Thursday, February 28, 2013

Defending Against Loss


The Buddha taught that we spend most of our life like children in a burning house, so entranced by our games that we don’t notice the flames, the crumbling walls, the collapsing foundation, the smoke all around us. The games are our false refuges, our unconscious attempts to trick and control life, to sidestep its inevitable pain.

Yet, this life is not only burning and falling apart; sorrow and joy are woven inextricably together. When we distract ourselves from the reality of loss, we also distract ourselves from the beauty, creativity, and mystery of this ever-changing world.

One of my clients, Justin, distracted himself from the loss of his wife, Donna, by armoring himself with anger. He’d met her in college, and married her right after graduation. Donna went on to law school and to teaching law; Justin taught history and coached basketball at a small urban college. With their teaching, passion for tennis, and shared dedication to advocating for disadvantaged youth, their life together was full and satisfying.

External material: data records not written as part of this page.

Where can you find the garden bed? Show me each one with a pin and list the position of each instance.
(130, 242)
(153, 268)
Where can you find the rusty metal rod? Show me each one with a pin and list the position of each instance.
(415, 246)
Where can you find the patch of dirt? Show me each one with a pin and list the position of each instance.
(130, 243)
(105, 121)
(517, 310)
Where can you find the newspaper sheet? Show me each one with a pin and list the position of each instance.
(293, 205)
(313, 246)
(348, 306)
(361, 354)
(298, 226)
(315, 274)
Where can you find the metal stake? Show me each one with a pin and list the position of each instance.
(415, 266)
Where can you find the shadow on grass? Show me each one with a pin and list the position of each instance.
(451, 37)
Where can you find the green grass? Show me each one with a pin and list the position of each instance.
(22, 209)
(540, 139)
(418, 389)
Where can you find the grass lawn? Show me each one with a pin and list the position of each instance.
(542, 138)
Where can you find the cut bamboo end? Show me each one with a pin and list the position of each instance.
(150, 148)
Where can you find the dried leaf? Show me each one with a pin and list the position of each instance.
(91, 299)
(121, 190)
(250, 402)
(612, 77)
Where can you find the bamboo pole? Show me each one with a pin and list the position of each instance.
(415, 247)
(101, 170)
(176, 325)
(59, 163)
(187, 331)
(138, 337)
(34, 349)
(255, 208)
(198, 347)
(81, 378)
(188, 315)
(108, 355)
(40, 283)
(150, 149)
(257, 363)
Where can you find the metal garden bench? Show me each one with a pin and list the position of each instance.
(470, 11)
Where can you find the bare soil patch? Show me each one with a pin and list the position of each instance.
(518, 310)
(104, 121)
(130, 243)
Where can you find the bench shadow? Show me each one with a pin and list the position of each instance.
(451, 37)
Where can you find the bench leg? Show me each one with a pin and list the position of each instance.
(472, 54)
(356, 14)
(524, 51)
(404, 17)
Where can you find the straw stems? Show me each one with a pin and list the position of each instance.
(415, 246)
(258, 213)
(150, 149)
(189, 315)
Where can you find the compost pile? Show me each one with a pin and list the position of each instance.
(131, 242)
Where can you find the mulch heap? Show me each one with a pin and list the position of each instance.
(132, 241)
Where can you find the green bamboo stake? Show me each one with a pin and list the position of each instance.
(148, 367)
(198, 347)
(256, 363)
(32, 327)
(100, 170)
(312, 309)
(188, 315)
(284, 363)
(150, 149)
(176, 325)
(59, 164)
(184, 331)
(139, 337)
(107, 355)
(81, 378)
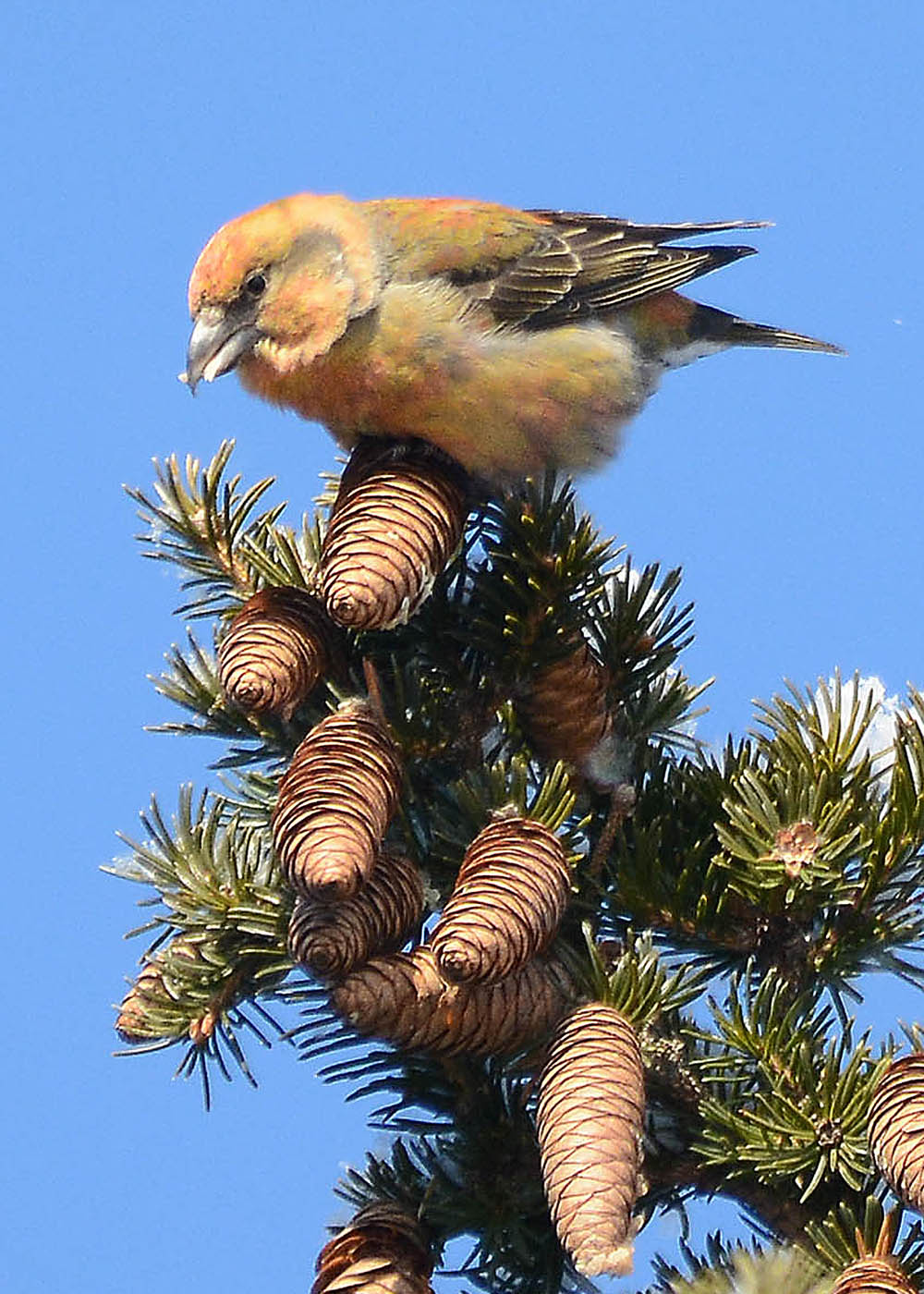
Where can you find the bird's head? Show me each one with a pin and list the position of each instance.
(280, 285)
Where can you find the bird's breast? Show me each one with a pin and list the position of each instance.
(500, 400)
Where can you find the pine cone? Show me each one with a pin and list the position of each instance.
(895, 1128)
(565, 714)
(383, 1251)
(274, 651)
(589, 1126)
(333, 938)
(335, 801)
(138, 1019)
(403, 998)
(396, 521)
(874, 1276)
(507, 902)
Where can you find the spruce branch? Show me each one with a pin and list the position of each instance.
(202, 520)
(217, 922)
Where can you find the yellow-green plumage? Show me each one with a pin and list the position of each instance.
(510, 339)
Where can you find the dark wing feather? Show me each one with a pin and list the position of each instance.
(589, 264)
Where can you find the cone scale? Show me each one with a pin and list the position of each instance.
(335, 802)
(589, 1126)
(404, 999)
(274, 651)
(565, 712)
(506, 905)
(383, 1251)
(334, 938)
(895, 1129)
(396, 521)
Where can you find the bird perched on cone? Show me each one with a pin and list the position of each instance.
(511, 340)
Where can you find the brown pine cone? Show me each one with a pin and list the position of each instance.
(403, 998)
(589, 1128)
(506, 905)
(874, 1276)
(335, 801)
(895, 1128)
(396, 521)
(383, 1251)
(333, 938)
(274, 651)
(138, 1019)
(565, 714)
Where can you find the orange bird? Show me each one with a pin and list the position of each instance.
(510, 339)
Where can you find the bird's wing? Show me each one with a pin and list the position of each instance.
(582, 264)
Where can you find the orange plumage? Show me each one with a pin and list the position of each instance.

On the day that Justin received the unexpected news of his promotion to full professor, Donna was away at a conference, and caught an early flight back to celebrate with him. On her way home from the airport, a large truck overturned and crushed her car, killing her instantly.

Almost a year after her death, Justin asked me for phone counseling. “I need to get back to mindfulness,” he wrote. “Anger is threatening to take away the rest of my life.”

During our first call, Justin told me that his initial response to Donna’s death was rage at an unjust God. “It doesn’t matter that I always tried to do my best, be a good person, a good Christian. God turned his back on me,” he told me. Yet his initial anger at God had morphed into a more general rage at injustice and a desire to confront those in power. He’d always been involved with social causes, but now he became a lightning rod for conflict, aggressively leading the fight for diversity on campus, and publicly attacking the school administration for its lack of commitment to the surrounding community.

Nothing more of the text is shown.